Completed in 2016, the 225-acre Tidmarsh Farms/Beaver Dam Brook wetland and river restoration project in Plymouth, was the second wetland restoration of cranberry farmland in Massachusetts and, at the time, the largest wetland restoration in New England. At the time, Tidmarsh Farms was a 610 acre cranberry farm owned by the Schulman family and managed by Tidmarsh Farms Management. In 2010 placed a perpetual USDA Natural Resources Conservation Services (NRCS) conservation and wetland restoration easement on the eastern portion of the Farms and kickstarted the restoration process. Target conditions for the project included a mosaic of wetland habitat types, free movement of fish from ocean to headwaters, and restored connectivity with surrounding forests. The project became a Ma Fish and Wildlife Division of Ecological Restoration (DER) priority project in 2011. Funders of the project included American Rivers, the Massachusetts Environmental Trust (MET), DER, NOAA, Living Observatory (LO), and DOI/USFWS with the award of a National Coastal Wetlands Conservation Grant.

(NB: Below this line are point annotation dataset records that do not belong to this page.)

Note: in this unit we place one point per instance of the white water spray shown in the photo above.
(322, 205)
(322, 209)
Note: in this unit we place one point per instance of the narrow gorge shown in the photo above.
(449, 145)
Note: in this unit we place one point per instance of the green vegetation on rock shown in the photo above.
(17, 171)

The eastern portion of the Farms was purchased by Mass Audubon in 2017, the site is now part of the Tidmarsh Wildlife Sanctuary.
This project seeks to better understand the sources and movement of nitrogen in wetlands. We are primarily interested in how much nitrogen is delivered to wetlands and how much nitrogen is potentially removed by ecological restoration of wetlands. We use a combination of field measurements and computer modeling to answer these questions.